Rize tarafında ise 500 TL den toplayan işçiler Of’un fiyat yükseltmesini örnek gösteriyorlar ve 550 TL’den aşağı kurtarmaz diyorlar.
Peki Gürcistan’da yevmiye ne?
Merak edenler araştırsın, 15 TL veya 20’ye çok zor. İşler yevmiye işi, bizim para ile 30 veya 40 TL. Neden bizde böyle?
Biz bonkörüz. Biz başkasına çalışırken asgari ücretle çalışırız. Biz İŞKUR istihdama yönelik işe girmek için kuyruklar oluştururuz.
2 bin kişinin alınacağı İŞKUR kapsamında ki işe 14 bin kişi müracaat ederiz. Kendi çayımızı toplamayız, Gürcü’ye tonuna 500 TL veririz.
Dedim ya biz bonkörüz, bizim işimiz para dağıtmak…
Ekim sonu geldiğinde ise cebimizde 5 kuruş yok. O zaman işin kolayını buluruz. Bankalardan kredi çekeriz veya kredi kartı ile alış veriş ederek bankalara borçlanırız.
Aslında bu işin kolayı var…
Kolayı basit Gürcülerin tümünü bölgeden uzaklaştırmak. Hadi bakalım kimse kendi çayını toplamasın. Dalında kalsın.
Yiyorsa toplamayın. Yiyorsa çayı dalına bırakın. Kimse çayını dalına bırakmaz, buna adım gibi eminim.
Artık emniyet ve jandarmayı devreye sokma zamanı geldi.
Kelle alan, çayda kaliteyi bozan, 3 kişinin günde 1 buçuk tona yakın çay topladığı çay bahçesinden kalite beklemek çok zor.
Geçtiğimiz günlerde borsa başkanı ile iftarı birlikte yaptık. Ona sordum, ne kadar çöp ürettiniz diye, rakam uçuk!
30 bin tonun üzerinde…
Şöyle bir matematik yaptık. Yaklaşık 250 Milyon TL ÇAYKUR ve özel sektör üreticiye çöp parası ödemekte. Bunun kolayını gösterdim. Hadi çaya verilen zararı geçtik, devlet ve özel sektör çöpe verdiği paraya baktığımızda dudaklar uçukluyor.
Çöp darası kesin dedim, kimse haram yemesin dedim.
Tepki alırız, millet konuşmaya başlar dedi.

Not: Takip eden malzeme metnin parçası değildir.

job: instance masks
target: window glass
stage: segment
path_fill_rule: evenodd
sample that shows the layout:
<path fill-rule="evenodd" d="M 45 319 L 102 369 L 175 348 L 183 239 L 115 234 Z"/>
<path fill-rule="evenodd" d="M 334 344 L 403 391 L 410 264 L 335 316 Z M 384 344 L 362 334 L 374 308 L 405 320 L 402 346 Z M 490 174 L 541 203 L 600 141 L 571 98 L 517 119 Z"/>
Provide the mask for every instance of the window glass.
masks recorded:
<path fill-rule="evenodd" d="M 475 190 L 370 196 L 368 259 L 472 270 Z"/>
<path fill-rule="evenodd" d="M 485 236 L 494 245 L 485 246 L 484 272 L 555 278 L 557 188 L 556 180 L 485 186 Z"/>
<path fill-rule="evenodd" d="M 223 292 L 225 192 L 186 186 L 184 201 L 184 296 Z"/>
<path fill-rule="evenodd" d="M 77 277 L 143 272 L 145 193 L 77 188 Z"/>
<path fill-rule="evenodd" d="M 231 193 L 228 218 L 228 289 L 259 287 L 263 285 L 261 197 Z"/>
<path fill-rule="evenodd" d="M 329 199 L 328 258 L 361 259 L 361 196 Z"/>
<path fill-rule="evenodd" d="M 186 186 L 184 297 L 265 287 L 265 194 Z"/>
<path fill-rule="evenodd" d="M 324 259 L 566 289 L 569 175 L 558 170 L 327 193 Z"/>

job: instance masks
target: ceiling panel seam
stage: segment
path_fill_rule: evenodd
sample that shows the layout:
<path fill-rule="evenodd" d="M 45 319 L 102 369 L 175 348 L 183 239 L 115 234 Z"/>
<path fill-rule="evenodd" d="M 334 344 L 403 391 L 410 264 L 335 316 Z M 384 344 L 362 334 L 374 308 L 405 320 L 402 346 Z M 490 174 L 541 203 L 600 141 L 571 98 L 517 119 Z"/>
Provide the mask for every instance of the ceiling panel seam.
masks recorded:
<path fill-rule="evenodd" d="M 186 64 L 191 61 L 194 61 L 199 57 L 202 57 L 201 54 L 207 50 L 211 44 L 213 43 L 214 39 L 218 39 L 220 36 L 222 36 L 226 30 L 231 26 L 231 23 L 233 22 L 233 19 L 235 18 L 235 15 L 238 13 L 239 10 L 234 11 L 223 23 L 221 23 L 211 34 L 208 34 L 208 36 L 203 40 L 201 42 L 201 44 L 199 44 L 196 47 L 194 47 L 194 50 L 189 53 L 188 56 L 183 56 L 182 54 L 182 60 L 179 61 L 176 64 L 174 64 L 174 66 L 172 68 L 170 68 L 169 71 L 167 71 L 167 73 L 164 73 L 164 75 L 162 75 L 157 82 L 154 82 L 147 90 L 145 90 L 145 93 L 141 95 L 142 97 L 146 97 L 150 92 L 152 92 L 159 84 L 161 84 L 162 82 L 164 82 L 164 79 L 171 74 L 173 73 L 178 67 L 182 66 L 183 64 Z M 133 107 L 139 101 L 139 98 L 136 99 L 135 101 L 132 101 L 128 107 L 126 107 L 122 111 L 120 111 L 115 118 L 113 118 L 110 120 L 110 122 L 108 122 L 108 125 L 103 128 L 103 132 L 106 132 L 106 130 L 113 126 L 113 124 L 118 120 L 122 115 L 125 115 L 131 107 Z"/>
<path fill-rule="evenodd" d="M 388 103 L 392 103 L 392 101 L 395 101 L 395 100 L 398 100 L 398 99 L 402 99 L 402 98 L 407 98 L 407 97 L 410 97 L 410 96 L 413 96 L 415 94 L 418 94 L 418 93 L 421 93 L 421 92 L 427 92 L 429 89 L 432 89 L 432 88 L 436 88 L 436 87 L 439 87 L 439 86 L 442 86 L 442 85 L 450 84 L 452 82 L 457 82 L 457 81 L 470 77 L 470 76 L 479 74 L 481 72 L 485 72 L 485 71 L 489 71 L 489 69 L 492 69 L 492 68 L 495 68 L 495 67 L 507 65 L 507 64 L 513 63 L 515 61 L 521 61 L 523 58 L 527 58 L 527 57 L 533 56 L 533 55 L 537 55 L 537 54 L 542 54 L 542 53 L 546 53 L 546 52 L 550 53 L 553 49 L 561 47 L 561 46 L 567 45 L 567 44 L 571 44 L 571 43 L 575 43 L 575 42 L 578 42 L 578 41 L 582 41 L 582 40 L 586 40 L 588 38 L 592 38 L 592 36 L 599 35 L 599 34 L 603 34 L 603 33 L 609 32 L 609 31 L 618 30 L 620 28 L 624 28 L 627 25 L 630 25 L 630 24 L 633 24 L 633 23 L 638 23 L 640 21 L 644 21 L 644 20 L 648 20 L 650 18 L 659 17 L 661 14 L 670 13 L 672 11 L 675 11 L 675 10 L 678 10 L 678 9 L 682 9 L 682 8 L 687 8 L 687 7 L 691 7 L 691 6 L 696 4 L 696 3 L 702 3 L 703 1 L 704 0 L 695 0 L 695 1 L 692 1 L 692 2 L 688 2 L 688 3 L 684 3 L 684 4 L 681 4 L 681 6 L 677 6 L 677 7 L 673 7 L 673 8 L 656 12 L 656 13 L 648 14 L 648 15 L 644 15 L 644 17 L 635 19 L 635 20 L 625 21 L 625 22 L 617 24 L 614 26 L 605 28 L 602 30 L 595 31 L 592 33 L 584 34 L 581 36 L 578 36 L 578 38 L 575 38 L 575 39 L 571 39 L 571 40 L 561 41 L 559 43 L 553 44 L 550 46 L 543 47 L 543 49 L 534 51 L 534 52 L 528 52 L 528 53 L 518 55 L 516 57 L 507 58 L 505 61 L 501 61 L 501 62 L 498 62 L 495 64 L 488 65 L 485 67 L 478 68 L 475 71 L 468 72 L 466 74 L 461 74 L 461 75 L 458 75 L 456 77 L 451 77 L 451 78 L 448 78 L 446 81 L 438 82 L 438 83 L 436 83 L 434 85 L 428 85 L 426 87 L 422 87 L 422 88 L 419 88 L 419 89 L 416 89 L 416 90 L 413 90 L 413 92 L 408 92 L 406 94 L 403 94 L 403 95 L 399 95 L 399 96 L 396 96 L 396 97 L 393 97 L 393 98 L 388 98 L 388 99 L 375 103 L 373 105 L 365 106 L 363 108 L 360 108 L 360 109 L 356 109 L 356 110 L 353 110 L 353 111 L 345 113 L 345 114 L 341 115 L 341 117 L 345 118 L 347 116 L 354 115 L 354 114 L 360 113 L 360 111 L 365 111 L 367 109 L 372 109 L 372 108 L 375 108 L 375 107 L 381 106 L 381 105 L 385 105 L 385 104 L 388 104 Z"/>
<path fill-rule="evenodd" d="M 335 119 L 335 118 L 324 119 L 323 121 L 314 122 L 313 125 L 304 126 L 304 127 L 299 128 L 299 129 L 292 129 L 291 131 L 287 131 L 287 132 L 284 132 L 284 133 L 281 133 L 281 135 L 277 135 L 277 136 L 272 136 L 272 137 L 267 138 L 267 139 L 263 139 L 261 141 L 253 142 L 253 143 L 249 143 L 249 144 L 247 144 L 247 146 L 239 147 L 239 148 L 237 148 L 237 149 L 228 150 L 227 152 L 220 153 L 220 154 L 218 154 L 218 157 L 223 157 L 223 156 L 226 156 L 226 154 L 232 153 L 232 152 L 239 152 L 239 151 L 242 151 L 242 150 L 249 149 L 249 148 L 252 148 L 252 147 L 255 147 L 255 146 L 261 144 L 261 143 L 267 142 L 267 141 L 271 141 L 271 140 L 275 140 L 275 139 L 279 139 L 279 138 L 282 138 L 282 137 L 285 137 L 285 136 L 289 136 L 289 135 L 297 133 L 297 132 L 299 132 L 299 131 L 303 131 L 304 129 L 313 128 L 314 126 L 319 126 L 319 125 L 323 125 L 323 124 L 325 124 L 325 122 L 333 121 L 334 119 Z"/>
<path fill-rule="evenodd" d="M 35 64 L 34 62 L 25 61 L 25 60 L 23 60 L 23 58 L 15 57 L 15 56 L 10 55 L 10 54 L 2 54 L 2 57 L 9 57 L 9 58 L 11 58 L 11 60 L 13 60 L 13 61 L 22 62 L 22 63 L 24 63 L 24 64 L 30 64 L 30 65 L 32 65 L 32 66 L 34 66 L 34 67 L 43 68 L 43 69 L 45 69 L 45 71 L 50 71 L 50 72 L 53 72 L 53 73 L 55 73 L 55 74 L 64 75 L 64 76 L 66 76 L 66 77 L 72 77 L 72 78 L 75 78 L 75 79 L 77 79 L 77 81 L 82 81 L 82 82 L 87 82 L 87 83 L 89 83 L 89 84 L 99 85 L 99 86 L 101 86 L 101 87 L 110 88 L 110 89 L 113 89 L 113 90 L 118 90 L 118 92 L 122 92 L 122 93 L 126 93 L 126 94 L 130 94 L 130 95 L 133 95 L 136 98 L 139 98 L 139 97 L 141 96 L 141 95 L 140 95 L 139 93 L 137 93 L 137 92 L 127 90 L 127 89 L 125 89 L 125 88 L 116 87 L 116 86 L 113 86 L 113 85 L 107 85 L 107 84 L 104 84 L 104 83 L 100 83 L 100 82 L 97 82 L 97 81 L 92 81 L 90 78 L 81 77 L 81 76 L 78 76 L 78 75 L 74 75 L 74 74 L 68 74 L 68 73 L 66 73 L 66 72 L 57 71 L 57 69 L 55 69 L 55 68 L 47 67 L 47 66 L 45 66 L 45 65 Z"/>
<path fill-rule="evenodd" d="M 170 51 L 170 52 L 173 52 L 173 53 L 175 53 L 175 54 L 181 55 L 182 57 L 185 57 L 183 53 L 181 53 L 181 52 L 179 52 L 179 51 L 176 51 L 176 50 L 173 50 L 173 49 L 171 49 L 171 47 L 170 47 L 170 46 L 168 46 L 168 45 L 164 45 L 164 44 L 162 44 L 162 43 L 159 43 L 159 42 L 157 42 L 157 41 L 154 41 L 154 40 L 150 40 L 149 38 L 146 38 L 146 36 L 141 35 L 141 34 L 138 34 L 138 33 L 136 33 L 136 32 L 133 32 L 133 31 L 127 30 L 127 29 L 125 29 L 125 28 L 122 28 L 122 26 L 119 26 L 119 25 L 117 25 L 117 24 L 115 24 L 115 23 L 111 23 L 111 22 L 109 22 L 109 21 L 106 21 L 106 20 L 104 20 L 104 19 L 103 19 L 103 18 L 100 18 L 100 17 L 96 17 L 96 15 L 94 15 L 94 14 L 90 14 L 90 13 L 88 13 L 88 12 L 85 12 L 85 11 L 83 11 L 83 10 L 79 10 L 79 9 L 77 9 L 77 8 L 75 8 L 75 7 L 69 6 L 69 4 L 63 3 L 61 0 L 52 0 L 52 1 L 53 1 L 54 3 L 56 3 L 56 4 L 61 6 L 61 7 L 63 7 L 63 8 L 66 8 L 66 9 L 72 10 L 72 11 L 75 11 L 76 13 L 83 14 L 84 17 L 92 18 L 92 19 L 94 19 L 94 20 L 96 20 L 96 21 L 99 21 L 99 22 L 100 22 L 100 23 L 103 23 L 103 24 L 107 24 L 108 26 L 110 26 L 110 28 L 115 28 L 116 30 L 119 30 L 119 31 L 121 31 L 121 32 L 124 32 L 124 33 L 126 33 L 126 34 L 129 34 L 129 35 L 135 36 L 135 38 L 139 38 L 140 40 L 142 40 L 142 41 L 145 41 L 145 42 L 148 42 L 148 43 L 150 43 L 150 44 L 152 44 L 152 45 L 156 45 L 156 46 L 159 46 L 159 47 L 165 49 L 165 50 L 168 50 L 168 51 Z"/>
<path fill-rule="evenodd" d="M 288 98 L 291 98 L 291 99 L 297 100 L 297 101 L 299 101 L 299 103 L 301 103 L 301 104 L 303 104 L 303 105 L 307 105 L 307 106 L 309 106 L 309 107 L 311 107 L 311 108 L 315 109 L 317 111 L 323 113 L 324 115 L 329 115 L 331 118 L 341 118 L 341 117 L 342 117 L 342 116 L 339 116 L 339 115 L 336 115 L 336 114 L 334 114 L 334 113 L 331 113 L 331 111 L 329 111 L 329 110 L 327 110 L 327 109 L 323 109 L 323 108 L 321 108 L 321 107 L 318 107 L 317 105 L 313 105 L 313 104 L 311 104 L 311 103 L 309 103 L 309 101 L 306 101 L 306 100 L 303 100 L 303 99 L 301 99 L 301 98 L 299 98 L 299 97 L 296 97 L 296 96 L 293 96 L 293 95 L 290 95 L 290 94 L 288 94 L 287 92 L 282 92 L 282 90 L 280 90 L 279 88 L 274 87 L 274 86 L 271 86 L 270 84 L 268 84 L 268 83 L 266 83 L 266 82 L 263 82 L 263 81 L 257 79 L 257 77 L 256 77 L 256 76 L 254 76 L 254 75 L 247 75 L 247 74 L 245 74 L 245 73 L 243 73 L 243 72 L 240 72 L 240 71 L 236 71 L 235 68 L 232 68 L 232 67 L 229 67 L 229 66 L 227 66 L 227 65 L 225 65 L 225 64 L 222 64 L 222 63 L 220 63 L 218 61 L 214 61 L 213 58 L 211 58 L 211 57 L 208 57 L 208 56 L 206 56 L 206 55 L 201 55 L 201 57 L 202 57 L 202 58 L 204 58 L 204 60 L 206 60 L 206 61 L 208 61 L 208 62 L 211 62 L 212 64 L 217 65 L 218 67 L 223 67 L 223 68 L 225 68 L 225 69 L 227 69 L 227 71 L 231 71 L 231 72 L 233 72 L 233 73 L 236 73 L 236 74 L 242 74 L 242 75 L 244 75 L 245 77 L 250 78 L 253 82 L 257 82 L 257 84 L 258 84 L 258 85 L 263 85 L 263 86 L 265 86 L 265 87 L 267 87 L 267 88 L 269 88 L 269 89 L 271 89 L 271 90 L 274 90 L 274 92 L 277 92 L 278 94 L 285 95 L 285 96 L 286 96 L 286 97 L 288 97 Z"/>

İşte o zaman kötü çayı seçtirin. Seçtirmiyorsa çöp kesin, millet haram yiyor dedim.
Çok doğru, buna ÇAYKUR ile birlikte el atmamız gerek dedi.
Bu işin artık kolayı var. Herkes kendi çayını kendisi toplayacak ve emniyet ve jandarma ile birlikte tüm Gürcüler sınır dışı edilecek. Hadi bakalım çay bahçesinde kalsın.
Bak bakalım çay bahçede mi kalıyor. Yoksa eski usul devreye mi giriyor. İşte o zaman çayın kurtuluşu gelmiş oluyor.